BERLIN, (Reuters) – BMW (BMWG.DE) has passed the tipping point for combustion engine vehicle sales and now generates most sales growth from electric cars, its chief financial officer said in a media roundtable.
“The tipping point for the combustion engine is already there,” CFO Walter Mertl said, adding that in his view it had been passed last year.
“The current sales plateau for combustion cars will continue and then fall slightly,” he predicted, pointing to looming environmental regulation that will restrict sales of such vehicles.
Carmakers are under pressure to ramp up their EV offerings as regulatory deadlines from China to the European Union and some U.S. states will begin to ban sales of new fossil fuel emitting cars from the middle of the next decade.
BMW achieved a 15% all-electric sales share last year. It plans to raise that to 33% by 2026 as it rolls out six new models in its “Neue Klasse” EV-only line, a multibillion-euro effort to jump the technology gap with competitors.
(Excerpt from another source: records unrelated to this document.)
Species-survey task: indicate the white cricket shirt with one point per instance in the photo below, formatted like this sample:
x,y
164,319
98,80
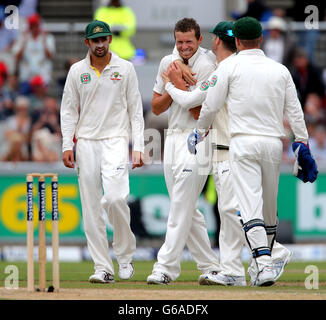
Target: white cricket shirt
x,y
219,134
180,118
102,107
257,91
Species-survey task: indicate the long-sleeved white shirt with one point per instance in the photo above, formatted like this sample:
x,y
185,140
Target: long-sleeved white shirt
x,y
258,92
180,118
100,107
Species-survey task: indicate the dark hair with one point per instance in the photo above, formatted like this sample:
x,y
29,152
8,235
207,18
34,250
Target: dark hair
x,y
186,25
254,43
230,46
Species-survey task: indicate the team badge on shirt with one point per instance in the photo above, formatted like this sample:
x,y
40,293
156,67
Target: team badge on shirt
x,y
116,76
85,78
209,83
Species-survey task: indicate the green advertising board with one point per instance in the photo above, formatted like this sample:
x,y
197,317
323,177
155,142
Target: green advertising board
x,y
302,204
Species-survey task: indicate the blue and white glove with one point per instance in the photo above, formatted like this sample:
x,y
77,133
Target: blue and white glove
x,y
194,138
305,167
Still, BMW’s margins for combustion engine and all-electric cars won’t reach parity before at least 2026, Mertl said, pointing to the higher costs of introducing new battery technologies for later models.
Discounting is also likely for cars in certain price ranges, Mertl said, without going into further detail.
The carmaker is sticking to its previously announced target of 3 million vehicles sold by 2030 with an 8-10% margin in its automotive segment, he added – a conservative goal sitting below its expected 2023 margin of around 10.3%.
BMW CEO Oliver Zipse said in September that the company would be “at least as profitable” when selling the “Neue Klasse” EVs at scale, bolstered by their lower battery costs and higher efficiency per kilowatt hour.